When we did get a rare, unheralded knock at the door from one of my mum’s UK-based brothers, either bachelor Eddie (whom Ginger disliked because he was a habitual gambler and often on the scrounge) or Joe, my mum’s favourite brother, who ran a gift shop in Brighton and had two daughters, my mum would be delighted. She’d rush into the kitchen, raid the larder and prepare all sorts of delicacies, egg or smoked-salmon sandwiches, teacakes, biscuits, drinks. Generous and open-hearted, she loved pulling out the stops to entertain for these unexpected rare visits; if my dad was there, he’d grit his teeth and keep up the façade of hospitality.
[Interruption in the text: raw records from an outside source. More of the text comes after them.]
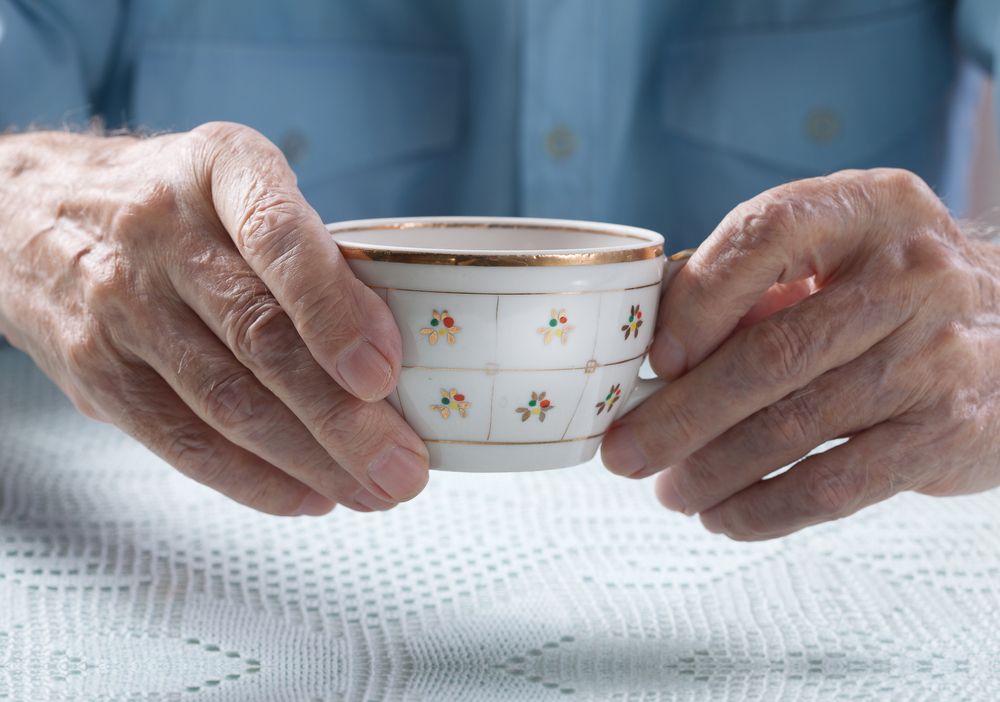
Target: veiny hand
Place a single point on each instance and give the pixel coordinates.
(181, 288)
(849, 305)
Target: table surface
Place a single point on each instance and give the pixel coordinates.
(122, 580)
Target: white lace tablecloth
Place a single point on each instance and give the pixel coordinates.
(122, 580)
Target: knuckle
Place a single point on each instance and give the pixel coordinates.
(764, 221)
(85, 353)
(230, 402)
(900, 182)
(271, 219)
(191, 452)
(325, 312)
(350, 425)
(259, 332)
(671, 419)
(109, 281)
(697, 481)
(790, 422)
(830, 491)
(779, 349)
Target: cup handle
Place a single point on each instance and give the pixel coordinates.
(643, 390)
(647, 387)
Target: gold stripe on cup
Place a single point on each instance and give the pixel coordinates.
(468, 258)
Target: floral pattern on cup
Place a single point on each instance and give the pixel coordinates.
(557, 327)
(608, 402)
(538, 405)
(451, 401)
(442, 326)
(633, 323)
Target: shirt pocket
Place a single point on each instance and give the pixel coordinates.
(808, 101)
(333, 110)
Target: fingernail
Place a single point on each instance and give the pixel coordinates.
(370, 501)
(365, 371)
(401, 474)
(621, 452)
(667, 493)
(669, 356)
(314, 505)
(711, 521)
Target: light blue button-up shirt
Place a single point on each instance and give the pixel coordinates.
(658, 113)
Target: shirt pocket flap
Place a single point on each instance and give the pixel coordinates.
(810, 100)
(331, 109)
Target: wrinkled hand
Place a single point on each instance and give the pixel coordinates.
(849, 305)
(181, 288)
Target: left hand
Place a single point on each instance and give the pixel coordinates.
(850, 305)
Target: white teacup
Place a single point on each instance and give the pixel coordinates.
(522, 338)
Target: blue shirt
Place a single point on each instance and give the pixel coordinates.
(658, 113)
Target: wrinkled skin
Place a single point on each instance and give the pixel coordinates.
(181, 288)
(845, 306)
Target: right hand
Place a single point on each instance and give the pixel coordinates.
(181, 288)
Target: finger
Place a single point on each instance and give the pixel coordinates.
(368, 439)
(799, 230)
(151, 412)
(755, 368)
(346, 326)
(869, 468)
(842, 402)
(227, 397)
(778, 297)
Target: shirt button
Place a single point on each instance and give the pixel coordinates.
(823, 125)
(294, 145)
(560, 142)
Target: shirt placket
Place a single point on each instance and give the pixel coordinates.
(561, 78)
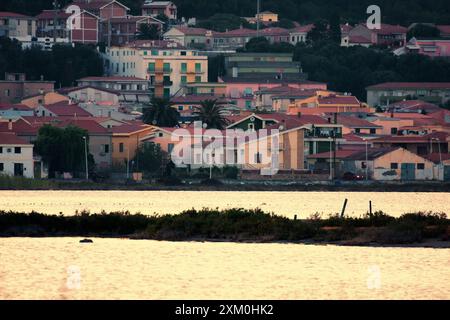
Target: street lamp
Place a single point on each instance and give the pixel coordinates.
(331, 158)
(85, 153)
(439, 148)
(367, 159)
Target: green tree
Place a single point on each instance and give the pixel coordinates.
(213, 114)
(222, 22)
(423, 31)
(161, 113)
(62, 149)
(149, 32)
(150, 158)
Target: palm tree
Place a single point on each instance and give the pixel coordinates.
(160, 113)
(212, 113)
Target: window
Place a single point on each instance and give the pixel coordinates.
(166, 67)
(184, 67)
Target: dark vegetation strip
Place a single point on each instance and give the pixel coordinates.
(232, 225)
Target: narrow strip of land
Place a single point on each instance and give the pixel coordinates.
(238, 225)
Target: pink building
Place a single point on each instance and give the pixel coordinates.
(155, 8)
(431, 48)
(241, 91)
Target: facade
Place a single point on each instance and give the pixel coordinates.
(15, 87)
(386, 93)
(16, 156)
(241, 91)
(166, 66)
(14, 25)
(91, 94)
(14, 111)
(189, 37)
(429, 47)
(392, 164)
(125, 142)
(85, 28)
(46, 26)
(131, 89)
(263, 65)
(123, 30)
(155, 8)
(387, 35)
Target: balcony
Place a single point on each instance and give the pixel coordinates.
(160, 70)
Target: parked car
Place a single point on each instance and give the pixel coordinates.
(350, 176)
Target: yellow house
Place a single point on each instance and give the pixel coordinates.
(44, 99)
(264, 154)
(125, 141)
(267, 16)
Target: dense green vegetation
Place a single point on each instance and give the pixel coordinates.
(398, 11)
(64, 64)
(63, 149)
(232, 225)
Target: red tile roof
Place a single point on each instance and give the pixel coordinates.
(50, 14)
(387, 29)
(303, 29)
(346, 100)
(354, 122)
(340, 154)
(192, 31)
(110, 79)
(129, 128)
(64, 109)
(410, 85)
(6, 14)
(7, 138)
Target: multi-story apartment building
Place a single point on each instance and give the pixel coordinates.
(16, 87)
(16, 155)
(168, 66)
(16, 25)
(384, 94)
(155, 8)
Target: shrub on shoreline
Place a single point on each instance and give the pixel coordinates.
(231, 225)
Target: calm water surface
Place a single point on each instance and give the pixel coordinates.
(284, 203)
(127, 269)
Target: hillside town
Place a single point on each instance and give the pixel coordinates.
(154, 94)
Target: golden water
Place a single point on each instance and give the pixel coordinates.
(43, 268)
(284, 203)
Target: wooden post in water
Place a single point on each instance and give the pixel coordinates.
(343, 208)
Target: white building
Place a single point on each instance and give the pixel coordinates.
(167, 65)
(16, 156)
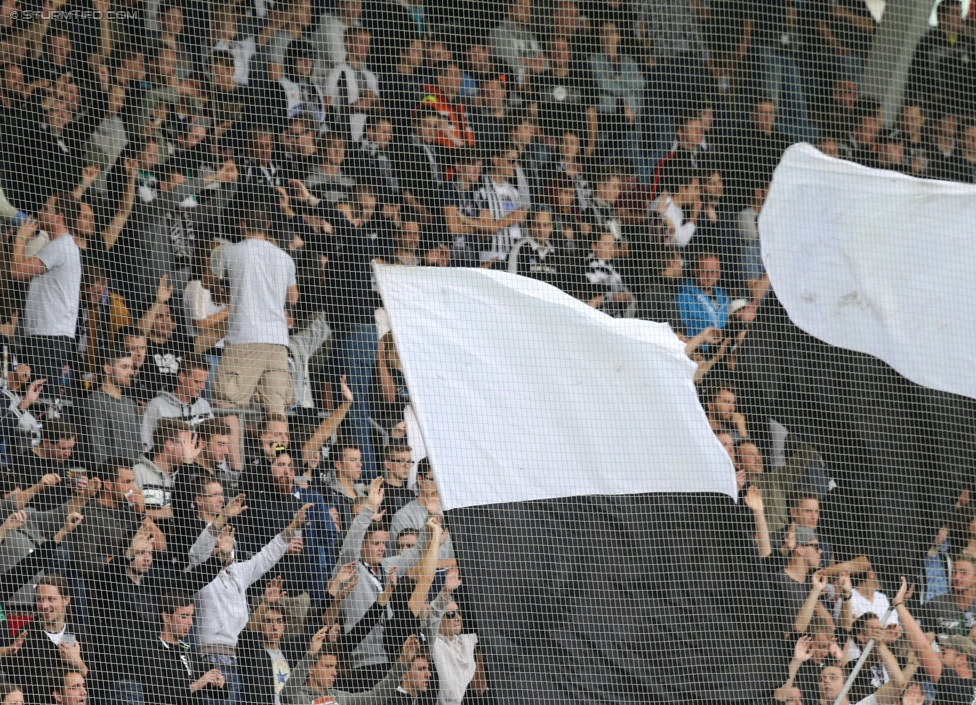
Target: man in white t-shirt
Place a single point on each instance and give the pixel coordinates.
(501, 197)
(54, 273)
(262, 286)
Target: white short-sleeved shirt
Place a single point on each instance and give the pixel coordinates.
(860, 605)
(259, 275)
(53, 297)
(199, 304)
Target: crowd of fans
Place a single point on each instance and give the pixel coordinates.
(214, 488)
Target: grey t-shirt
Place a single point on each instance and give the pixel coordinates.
(944, 617)
(53, 297)
(791, 596)
(280, 670)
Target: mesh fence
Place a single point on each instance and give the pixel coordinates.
(700, 434)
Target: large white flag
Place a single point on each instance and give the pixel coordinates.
(523, 393)
(876, 262)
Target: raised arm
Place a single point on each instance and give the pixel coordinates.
(802, 652)
(22, 269)
(112, 231)
(384, 690)
(272, 596)
(818, 584)
(861, 564)
(163, 293)
(424, 571)
(432, 623)
(353, 543)
(329, 424)
(846, 618)
(753, 500)
(24, 497)
(928, 659)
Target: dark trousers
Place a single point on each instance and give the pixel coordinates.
(48, 355)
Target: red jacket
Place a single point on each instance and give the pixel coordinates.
(456, 117)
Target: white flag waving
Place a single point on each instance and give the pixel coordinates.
(876, 262)
(540, 396)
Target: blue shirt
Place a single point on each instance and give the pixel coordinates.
(699, 311)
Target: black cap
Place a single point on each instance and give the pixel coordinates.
(891, 136)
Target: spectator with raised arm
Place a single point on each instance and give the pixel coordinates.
(222, 605)
(171, 673)
(54, 292)
(123, 604)
(313, 679)
(950, 669)
(262, 289)
(794, 580)
(460, 667)
(365, 544)
(50, 644)
(113, 417)
(514, 45)
(414, 515)
(701, 302)
(881, 666)
(175, 445)
(111, 521)
(46, 473)
(264, 667)
(185, 402)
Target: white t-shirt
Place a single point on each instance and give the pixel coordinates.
(53, 297)
(259, 275)
(500, 200)
(861, 605)
(456, 665)
(199, 305)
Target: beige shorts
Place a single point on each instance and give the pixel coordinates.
(254, 367)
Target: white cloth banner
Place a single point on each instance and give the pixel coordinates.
(523, 393)
(876, 262)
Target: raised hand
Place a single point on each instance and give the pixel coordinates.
(302, 189)
(376, 494)
(409, 651)
(819, 581)
(273, 592)
(434, 528)
(299, 520)
(228, 172)
(905, 592)
(452, 581)
(753, 499)
(790, 539)
(235, 506)
(27, 228)
(71, 654)
(72, 521)
(33, 393)
(92, 487)
(845, 584)
(15, 521)
(164, 291)
(8, 651)
(913, 695)
(89, 174)
(803, 651)
(315, 645)
(345, 574)
(835, 650)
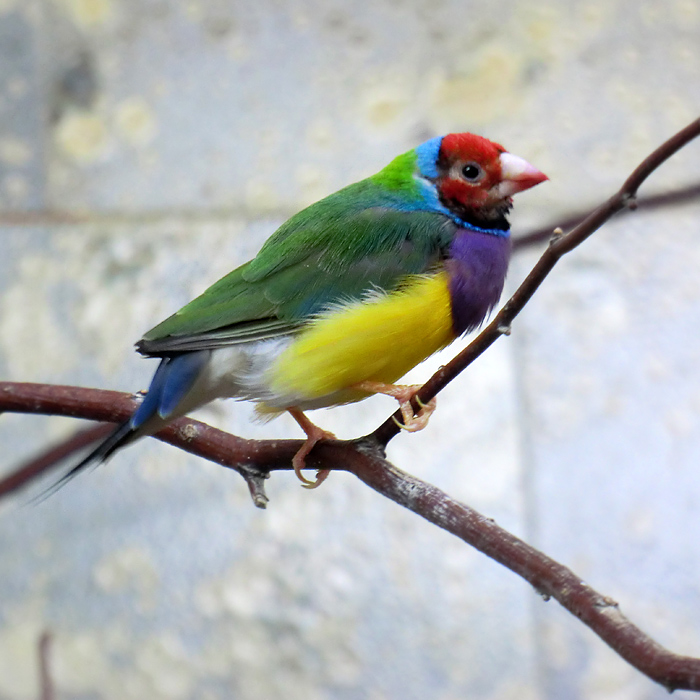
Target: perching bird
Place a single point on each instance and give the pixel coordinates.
(345, 297)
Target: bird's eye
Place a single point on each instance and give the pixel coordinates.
(472, 172)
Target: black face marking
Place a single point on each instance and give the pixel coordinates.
(472, 172)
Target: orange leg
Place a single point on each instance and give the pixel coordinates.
(403, 394)
(313, 435)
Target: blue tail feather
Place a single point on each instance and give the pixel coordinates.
(174, 377)
(172, 381)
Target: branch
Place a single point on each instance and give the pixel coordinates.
(365, 458)
(672, 198)
(560, 244)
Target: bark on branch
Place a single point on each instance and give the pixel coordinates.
(364, 457)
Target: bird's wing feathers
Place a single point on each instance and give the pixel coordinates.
(315, 260)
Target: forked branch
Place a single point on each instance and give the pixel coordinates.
(364, 457)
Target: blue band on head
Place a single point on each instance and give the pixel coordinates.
(426, 157)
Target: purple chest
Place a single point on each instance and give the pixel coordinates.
(477, 266)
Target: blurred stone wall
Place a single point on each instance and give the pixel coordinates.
(146, 148)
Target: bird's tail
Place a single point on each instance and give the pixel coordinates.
(166, 400)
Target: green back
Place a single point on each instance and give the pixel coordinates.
(365, 237)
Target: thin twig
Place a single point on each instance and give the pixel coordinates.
(672, 198)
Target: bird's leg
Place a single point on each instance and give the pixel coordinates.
(313, 435)
(403, 394)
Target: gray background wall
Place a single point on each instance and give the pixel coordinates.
(146, 148)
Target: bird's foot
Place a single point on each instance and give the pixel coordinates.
(313, 435)
(403, 394)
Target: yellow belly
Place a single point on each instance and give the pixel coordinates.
(379, 339)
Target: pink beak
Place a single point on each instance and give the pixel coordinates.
(518, 175)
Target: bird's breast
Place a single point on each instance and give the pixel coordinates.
(377, 339)
(477, 265)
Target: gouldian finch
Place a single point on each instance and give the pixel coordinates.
(345, 297)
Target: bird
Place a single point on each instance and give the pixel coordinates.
(344, 298)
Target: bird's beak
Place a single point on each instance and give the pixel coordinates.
(517, 175)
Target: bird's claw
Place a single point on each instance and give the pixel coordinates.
(412, 423)
(313, 435)
(404, 395)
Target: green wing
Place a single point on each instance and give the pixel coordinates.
(335, 250)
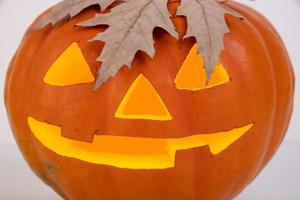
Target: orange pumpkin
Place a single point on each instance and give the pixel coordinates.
(155, 131)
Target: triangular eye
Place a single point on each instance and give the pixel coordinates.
(142, 102)
(70, 68)
(191, 75)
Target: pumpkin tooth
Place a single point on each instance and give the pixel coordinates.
(220, 141)
(130, 152)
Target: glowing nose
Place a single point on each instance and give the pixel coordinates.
(142, 102)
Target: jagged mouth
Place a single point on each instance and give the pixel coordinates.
(131, 152)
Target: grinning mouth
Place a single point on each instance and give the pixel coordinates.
(130, 152)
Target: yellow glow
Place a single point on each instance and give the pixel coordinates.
(142, 102)
(191, 75)
(130, 152)
(70, 68)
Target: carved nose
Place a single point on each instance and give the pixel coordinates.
(142, 102)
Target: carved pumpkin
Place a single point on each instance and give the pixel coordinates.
(156, 131)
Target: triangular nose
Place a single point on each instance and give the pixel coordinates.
(142, 102)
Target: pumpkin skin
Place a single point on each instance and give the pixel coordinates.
(260, 92)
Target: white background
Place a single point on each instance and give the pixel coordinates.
(280, 179)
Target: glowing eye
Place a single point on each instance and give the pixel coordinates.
(70, 68)
(191, 75)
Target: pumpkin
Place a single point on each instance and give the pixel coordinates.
(156, 131)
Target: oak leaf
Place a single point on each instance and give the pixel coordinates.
(206, 22)
(68, 9)
(131, 26)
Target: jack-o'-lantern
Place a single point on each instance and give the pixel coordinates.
(157, 130)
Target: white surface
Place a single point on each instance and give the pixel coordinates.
(279, 181)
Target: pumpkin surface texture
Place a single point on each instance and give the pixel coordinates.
(159, 130)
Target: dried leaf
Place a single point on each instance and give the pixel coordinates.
(130, 29)
(206, 22)
(69, 9)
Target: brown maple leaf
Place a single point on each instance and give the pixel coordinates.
(206, 22)
(68, 9)
(130, 29)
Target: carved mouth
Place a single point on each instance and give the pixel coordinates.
(131, 152)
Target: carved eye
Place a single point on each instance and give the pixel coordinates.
(70, 68)
(191, 75)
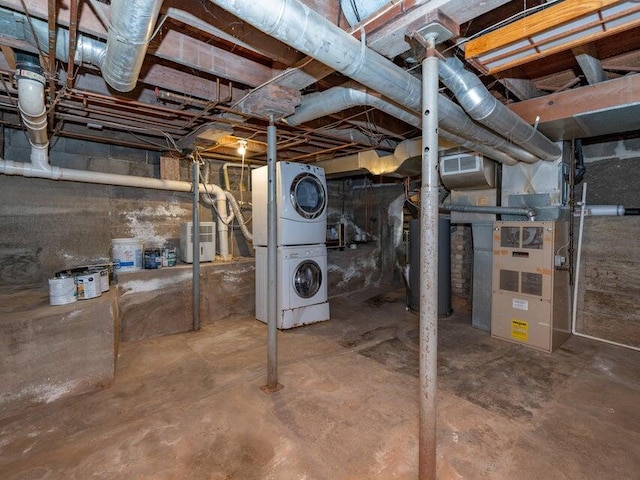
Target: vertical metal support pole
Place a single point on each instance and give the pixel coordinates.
(272, 263)
(196, 244)
(429, 266)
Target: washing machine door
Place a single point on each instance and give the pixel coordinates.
(307, 279)
(308, 196)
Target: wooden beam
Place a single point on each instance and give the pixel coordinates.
(388, 38)
(601, 96)
(560, 27)
(590, 64)
(173, 46)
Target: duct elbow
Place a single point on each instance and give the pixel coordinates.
(130, 31)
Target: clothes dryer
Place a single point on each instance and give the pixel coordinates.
(301, 203)
(301, 285)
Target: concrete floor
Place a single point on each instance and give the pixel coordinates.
(189, 406)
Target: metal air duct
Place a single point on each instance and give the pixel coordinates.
(130, 30)
(455, 125)
(298, 26)
(486, 109)
(120, 59)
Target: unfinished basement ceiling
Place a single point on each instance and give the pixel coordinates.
(208, 78)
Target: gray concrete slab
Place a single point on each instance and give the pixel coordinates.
(190, 406)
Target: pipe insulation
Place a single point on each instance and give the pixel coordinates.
(130, 30)
(235, 208)
(486, 109)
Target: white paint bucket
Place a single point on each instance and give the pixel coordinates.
(62, 291)
(88, 286)
(104, 277)
(126, 254)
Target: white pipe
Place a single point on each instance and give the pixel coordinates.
(31, 106)
(33, 113)
(574, 316)
(235, 208)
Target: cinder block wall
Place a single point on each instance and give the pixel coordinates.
(461, 266)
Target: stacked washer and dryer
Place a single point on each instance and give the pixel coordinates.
(301, 203)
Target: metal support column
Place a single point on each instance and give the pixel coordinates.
(272, 263)
(429, 202)
(196, 243)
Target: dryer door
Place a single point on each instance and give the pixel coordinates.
(308, 196)
(307, 279)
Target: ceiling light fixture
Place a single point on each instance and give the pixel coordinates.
(242, 147)
(560, 27)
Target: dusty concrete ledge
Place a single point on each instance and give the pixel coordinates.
(159, 302)
(49, 352)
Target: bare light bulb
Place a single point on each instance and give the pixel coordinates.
(242, 148)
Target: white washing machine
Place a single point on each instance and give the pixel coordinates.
(301, 202)
(301, 285)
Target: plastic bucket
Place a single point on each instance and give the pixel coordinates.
(152, 258)
(104, 277)
(88, 286)
(62, 291)
(126, 254)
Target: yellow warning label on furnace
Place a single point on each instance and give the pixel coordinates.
(519, 330)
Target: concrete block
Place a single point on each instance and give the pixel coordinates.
(51, 352)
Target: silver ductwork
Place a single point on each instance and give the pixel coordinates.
(31, 82)
(486, 109)
(120, 59)
(336, 99)
(301, 28)
(451, 119)
(405, 161)
(130, 30)
(88, 50)
(356, 11)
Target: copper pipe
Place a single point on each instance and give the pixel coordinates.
(53, 11)
(73, 33)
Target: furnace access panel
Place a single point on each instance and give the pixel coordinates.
(530, 303)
As for me, I was only used to being the sole focus of two people’s lives and found such unexpected visits uncomfortable. I lived in the glow of my mum and dad’s attention, taking it for granted that I was the centre of the entire universe. Adjusting to other people’s company in the small confines of our flat, even briefly, seemed strange, an unhealthy beginning, which didn’t do me any favours when it came to relating to others’ needs later in life. So all I felt back then, once the visitors had departed and I’d been given the obligatory hug and kiss (which I hated: I was not a kissy-feely child) was an overwhelming sense of relief. ‘I hope they don’t come back,’ the little voice inside me said. ‘I don’t like them coming round here.’